I was expecting the hardest bit of being a carer to be… actually I don’t know what I expected. In reality, what I’m finding the hardest is that I can’t just not.

After showering, all I really wanted was to do nothing very much, but the arrival of a Christmas card from our next door neighbours reminded mum that we (by which she of course means me) need to write and send our own cards. So I got up from my bed, and ordered my meds to cover the Christmas period, did a meal plan and ordered groceries, arranged transport to a hospital appointment for mum next week, and did various other bits I can’t quite remember now.

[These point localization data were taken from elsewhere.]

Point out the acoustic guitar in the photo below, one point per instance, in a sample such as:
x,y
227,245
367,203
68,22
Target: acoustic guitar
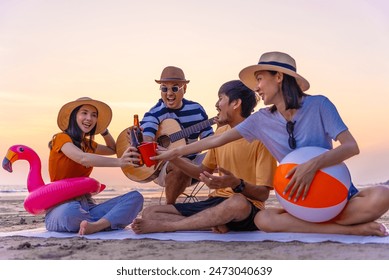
x,y
169,135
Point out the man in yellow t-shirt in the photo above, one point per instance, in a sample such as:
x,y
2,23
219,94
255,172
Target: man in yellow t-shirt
x,y
245,177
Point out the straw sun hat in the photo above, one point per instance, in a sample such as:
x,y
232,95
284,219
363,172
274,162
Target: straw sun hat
x,y
172,74
103,110
273,61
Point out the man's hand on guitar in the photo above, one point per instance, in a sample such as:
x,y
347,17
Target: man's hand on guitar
x,y
130,156
164,154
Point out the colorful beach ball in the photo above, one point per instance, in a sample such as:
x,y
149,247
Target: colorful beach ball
x,y
327,195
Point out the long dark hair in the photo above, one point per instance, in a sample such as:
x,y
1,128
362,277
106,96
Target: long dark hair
x,y
76,133
291,92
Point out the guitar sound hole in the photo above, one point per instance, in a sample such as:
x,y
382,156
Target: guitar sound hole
x,y
163,141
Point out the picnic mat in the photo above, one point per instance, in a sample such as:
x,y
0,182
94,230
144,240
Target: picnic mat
x,y
127,233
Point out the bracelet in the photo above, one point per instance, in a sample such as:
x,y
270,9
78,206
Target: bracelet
x,y
105,133
239,188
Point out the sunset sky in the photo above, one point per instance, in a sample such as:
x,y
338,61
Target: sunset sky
x,y
52,52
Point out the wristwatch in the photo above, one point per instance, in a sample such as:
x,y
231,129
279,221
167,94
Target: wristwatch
x,y
239,188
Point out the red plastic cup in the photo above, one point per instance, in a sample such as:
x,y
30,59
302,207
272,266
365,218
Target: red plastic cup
x,y
147,150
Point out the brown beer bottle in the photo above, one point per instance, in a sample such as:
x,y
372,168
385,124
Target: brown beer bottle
x,y
139,133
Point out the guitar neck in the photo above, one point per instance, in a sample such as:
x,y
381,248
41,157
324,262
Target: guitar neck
x,y
190,130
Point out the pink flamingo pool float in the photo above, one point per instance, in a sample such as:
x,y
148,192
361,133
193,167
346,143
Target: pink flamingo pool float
x,y
44,196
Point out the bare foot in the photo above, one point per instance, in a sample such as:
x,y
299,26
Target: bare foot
x,y
220,229
140,226
92,227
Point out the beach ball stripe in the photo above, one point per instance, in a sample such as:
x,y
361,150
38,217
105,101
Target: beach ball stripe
x,y
328,192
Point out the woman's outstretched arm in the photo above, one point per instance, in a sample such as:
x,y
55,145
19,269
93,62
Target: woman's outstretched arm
x,y
201,145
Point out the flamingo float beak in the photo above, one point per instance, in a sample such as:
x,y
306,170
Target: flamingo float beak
x,y
8,160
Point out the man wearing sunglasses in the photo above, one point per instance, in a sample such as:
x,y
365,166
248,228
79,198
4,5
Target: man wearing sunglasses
x,y
173,105
246,175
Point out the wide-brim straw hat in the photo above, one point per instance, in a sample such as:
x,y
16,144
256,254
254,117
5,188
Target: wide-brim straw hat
x,y
172,74
104,113
273,61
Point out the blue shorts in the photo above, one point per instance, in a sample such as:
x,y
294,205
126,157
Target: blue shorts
x,y
352,191
189,209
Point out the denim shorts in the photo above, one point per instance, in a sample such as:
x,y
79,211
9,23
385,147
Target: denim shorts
x,y
189,209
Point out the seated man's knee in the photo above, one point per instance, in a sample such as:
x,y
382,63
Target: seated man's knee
x,y
263,220
238,202
149,212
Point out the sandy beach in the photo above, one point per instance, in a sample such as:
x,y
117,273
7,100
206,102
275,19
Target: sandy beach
x,y
13,217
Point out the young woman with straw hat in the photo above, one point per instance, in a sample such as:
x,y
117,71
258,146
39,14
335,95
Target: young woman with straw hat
x,y
296,119
74,153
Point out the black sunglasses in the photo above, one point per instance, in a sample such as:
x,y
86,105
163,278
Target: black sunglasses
x,y
290,130
174,89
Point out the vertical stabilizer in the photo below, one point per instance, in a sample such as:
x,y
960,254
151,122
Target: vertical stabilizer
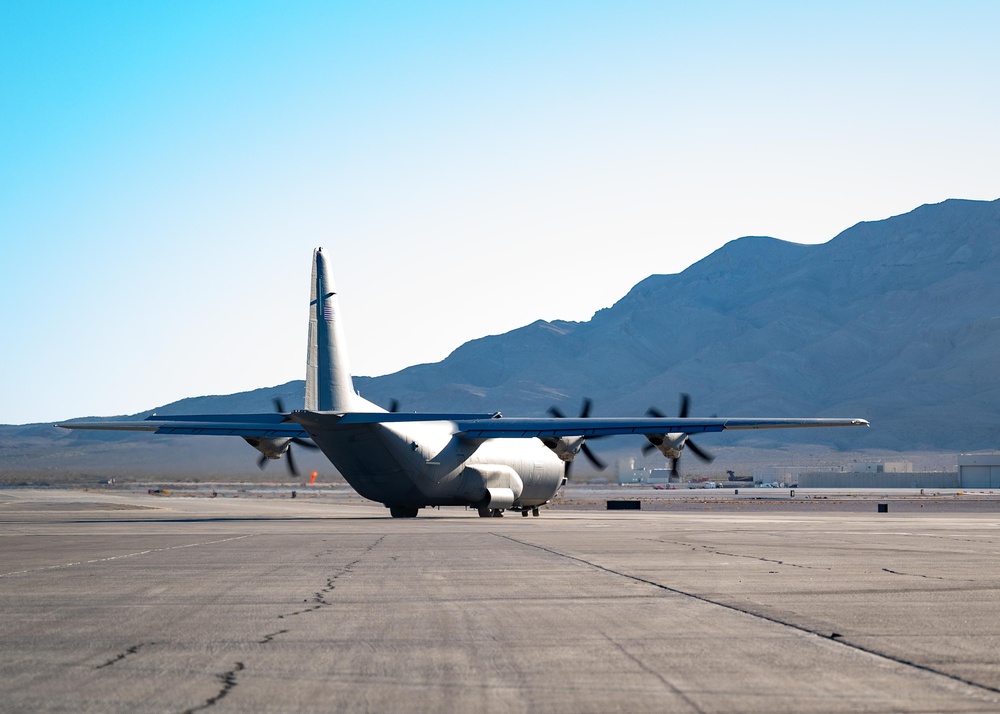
x,y
328,376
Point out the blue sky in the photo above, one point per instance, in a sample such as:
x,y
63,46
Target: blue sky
x,y
166,168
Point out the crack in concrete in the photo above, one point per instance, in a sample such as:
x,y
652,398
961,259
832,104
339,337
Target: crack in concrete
x,y
928,577
122,655
715,551
835,637
229,683
270,637
649,670
319,597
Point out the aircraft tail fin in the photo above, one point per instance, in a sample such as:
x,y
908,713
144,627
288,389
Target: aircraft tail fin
x,y
329,386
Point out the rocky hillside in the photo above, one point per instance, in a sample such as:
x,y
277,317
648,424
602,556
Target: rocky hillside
x,y
896,321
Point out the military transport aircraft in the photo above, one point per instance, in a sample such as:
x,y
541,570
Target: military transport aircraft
x,y
413,461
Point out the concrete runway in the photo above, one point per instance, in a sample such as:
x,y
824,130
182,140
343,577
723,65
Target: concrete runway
x,y
127,602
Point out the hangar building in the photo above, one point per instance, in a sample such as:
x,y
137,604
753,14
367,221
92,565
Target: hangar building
x,y
979,470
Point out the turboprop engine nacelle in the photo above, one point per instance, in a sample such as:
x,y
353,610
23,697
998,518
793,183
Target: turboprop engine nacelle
x,y
566,447
670,445
271,448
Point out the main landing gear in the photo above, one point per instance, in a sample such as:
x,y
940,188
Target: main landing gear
x,y
403,511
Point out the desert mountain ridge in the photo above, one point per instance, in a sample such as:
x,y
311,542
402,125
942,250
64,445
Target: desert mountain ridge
x,y
896,321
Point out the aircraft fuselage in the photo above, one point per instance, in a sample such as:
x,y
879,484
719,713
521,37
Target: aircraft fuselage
x,y
421,464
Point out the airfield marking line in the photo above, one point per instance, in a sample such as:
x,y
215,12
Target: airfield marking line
x,y
118,557
835,638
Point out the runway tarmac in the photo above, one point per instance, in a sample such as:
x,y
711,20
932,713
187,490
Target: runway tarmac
x,y
129,602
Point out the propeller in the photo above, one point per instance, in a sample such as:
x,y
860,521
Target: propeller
x,y
591,456
279,406
688,443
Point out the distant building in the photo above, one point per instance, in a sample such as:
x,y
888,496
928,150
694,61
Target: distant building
x,y
979,471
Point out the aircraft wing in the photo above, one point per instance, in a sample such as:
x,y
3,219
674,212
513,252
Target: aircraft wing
x,y
268,426
493,426
474,426
603,426
272,425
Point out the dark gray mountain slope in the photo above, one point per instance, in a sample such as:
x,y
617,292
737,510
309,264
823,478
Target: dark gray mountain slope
x,y
897,321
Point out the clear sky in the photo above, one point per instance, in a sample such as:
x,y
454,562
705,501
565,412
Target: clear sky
x,y
166,168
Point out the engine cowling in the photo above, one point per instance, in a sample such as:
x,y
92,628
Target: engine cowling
x,y
670,445
566,447
271,448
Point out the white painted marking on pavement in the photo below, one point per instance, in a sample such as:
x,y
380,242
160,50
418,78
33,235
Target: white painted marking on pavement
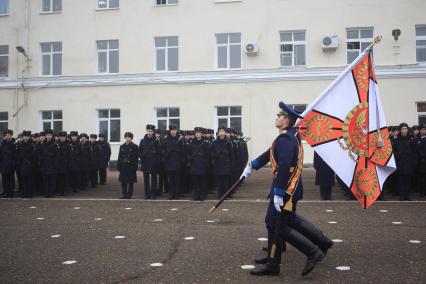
x,y
69,262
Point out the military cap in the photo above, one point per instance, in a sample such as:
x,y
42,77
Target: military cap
x,y
8,131
128,134
285,109
403,125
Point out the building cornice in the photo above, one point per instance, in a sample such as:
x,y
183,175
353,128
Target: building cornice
x,y
210,77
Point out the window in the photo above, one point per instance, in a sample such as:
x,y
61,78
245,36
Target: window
x,y
50,6
4,7
4,121
4,60
108,56
51,120
109,124
292,48
108,4
228,51
52,58
357,40
421,111
421,44
165,2
166,52
167,116
229,116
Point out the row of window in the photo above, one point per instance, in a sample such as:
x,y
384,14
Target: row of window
x,y
55,6
228,51
109,124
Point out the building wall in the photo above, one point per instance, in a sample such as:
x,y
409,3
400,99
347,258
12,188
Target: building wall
x,y
198,87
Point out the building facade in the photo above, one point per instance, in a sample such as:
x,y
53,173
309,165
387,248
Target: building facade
x,y
113,66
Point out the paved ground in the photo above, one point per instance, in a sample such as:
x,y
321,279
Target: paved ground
x,y
375,249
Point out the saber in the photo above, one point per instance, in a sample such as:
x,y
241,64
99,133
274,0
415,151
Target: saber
x,y
237,183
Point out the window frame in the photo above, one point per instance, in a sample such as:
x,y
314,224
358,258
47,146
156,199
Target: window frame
x,y
166,118
359,39
8,9
228,50
166,54
52,120
50,53
420,38
228,117
108,6
293,43
167,4
7,55
108,119
108,50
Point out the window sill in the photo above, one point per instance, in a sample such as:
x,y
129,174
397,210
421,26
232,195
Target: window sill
x,y
106,9
50,12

I didn’t write any Christmas cards. Oops. 😳


For dinner I intended to do a Thai-style curry, only to discover we didn’t have the necessary spices. After a bit of faffing around, I found a Simply Cook kit for nasi goreng, so that’s what we had. Mum said it was “OK, really”. I thought it was really good and went back for seconds, which wiped out the leftovers that should have been my lunch tomorrow. Oops again.

I was expecting the hardest part of blogging to be finding an audience for my daily blathering, but that’s taking care of itself: in November over 2000 people gave me a few minutes of their time. Thank you.

In reality, the hardest part is that I can’t be bothered to get my laptop out to write a post every day, so I do it on my phone. That, of course, is not good for human physiology, and I’ve got an RSI in my wrist. (Tbh, playing so many games on my phone doesn’t help.)

And so there I will have to stop, because my arm hurts. Goodnight, everyone.